Maicon é passional e já demonstrou mais de uma vez representar as pulsões mais prementes das arquibancadas, como na comemoração frente ao Corinthians, em boa parte de suas entrevistas e na lendária batalha de La Paz na última Libertadores. Ontem, em dado momento da segunda etapa, já com o placar em 0x2, o goleiro Rafael caiu no gramado, numa manjada tentativa de fazer cera. Eu sabia, o juiz sabia, os quero-queros sabiam que era um teatro, uma estratégia pouquíssimo convincente para ganhar tempo. Eis que Maicon, ao dominá-la, devolveu ao rival. Ok, é um bom samaritano que segue o insuportável código de ética da boleiragem. Mas o que eu xinguei na hora...
7) O que esperar do Majestoso domingo?
Para a semi do Paulista, domingo, projeta-se que o Morumbi esteja repleto novamente, em jogo de torcida única. Nós, torcedores, ainda estamos bastante sentidos com a derrota, mas se queremos que os jogadores "virem a chave" em campo, precisamos nós mesmos fazê-lo nas arquibancadas primeiro. O Majestoso tem vida e importância próprias e uma vitória seria a confirmação de que o ainda incipiente trabalho de Rogerio à frente do clube é bom e merece continuidade.

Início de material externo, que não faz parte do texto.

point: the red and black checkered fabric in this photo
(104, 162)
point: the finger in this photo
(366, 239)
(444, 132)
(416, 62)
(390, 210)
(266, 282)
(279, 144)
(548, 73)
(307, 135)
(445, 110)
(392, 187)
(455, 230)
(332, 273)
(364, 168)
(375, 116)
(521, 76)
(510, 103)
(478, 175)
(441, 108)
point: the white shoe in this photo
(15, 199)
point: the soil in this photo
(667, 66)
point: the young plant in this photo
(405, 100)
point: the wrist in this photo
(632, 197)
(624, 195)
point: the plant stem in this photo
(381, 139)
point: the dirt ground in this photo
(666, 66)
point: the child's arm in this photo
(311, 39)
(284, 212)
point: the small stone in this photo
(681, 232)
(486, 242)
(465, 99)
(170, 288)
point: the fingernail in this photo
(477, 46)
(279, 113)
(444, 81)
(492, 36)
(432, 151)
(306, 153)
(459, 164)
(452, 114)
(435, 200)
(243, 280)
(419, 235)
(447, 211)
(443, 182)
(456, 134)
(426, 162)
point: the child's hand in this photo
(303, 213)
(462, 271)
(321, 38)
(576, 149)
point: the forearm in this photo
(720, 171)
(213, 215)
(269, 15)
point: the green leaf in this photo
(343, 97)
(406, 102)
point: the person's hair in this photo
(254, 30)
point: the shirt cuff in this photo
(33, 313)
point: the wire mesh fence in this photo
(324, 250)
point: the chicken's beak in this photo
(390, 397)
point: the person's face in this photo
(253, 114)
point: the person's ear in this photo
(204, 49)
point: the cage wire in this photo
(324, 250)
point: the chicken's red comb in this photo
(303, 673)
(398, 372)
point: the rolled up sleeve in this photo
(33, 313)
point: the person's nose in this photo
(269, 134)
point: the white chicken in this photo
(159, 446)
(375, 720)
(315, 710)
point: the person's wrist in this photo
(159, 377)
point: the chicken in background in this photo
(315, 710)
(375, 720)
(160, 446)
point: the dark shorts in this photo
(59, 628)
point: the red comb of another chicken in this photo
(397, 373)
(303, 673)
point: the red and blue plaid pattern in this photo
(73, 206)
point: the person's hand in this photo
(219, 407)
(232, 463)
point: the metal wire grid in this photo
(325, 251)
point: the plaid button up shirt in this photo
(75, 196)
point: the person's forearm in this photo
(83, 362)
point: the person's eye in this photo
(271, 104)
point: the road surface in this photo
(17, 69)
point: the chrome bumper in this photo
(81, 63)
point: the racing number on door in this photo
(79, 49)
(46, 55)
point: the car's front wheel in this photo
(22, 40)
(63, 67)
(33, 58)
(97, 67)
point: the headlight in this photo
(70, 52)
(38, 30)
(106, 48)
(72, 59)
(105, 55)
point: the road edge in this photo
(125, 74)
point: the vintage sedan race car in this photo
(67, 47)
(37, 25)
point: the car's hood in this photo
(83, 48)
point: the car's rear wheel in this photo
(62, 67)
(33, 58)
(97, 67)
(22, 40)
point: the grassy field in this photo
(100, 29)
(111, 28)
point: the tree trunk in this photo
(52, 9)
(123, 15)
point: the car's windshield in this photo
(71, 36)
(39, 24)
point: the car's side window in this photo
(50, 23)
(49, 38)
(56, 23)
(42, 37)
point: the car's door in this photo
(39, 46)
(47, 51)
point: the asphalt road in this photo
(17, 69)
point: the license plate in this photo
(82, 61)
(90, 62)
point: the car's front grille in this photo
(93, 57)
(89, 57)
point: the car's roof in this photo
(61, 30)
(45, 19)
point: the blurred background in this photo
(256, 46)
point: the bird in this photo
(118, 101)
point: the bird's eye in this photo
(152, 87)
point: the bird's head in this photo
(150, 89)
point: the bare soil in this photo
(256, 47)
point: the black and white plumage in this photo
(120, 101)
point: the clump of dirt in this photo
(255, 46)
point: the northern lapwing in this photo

Embora também atue num 4-2-3-1, o cascudo time de Fabio Carille dificilmente deve avançar seus homens de frente tanto quanto os de Mano Menezes fizeram ontem. Blocado, o Corinthians leva imenso perigo nos avanços de Arana, nos pivôs de Jô e no poder de organização do trio Jadson, Rodriguinho e Maicon, que se mexe por todo o meio-campo. Cabe a nós vigiarmos as armas deles de perto e a Rogerio Ceni repensar sobre o aproveitamento de algumas peças. Com o pesado desfalque de Bruno, Araruna pede passagem na lateral. Para este jogo, Gilberto ou Pratto no comando do ataque? As dúvidas serão sanadas em breve, e é pra isso que serve o Paulista. Só esperamos um São Paulo mais criativo, que saiba o que fazer com cada 1% de posse de bola. Não somos o Barcelona, ainda bem.